At the Associated Collegiate Press convention in Austin, TX last weekend, I learned a new vocab word in a citizen journalism session: MoJo.
Some of you are probably familiar with the term – it’s been around for a couple of years now. It’s a hybrid word that’s short for mobile journalist. These field-only reporters work mostly from their cars or coffee shops with internet access and have equipment that allows them to upload copy, shoot and edit video and photos and upload all of these components to the web version of the publication straight from their cars. Click here to read a first-hand account from a working mojo.
The story describes mojo Chuck Myron’s job working for The News-Press in Fort Myers, Fla. In the article, Myers writes, “We can’t do journalism the way we’ve been doing it unless we want to become irrelevant. Millions of readers have already left us behind and are wondering why we haven’t kept up with them. Professional journalism has its place online, and it’s high time we take it.”
Most industry professionals have absorbed this same attitude, but it may have gone too far. The lack of fact-checking and copy editing in some publications’ content is crippling the credibility of journalism.
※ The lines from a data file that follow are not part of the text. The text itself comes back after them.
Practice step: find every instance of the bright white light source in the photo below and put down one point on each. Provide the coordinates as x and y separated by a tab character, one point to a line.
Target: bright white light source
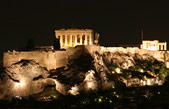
20	84
74	90
118	70
89	84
As our professor has stressed many times, it only takes one mistake to lose credibility.
This Monday, The Washington Post felt the burn of a lack of copy editing in its publication of a world series column riddled with errors.
This mojo phenomenon brings up a few questions.
1. Is the mobile journalist the answer to curb the public’s voracious hunger for 24-hour news coverage? Is it the future of news-internet journalism?
2. Or does the idea of uploading without an edit pose more problems than benefits?
3. Finally, as journalists in the making, would you consider this fast-paced, grass-roots position? It sure isn’t glamorous, but it’s a job that pays.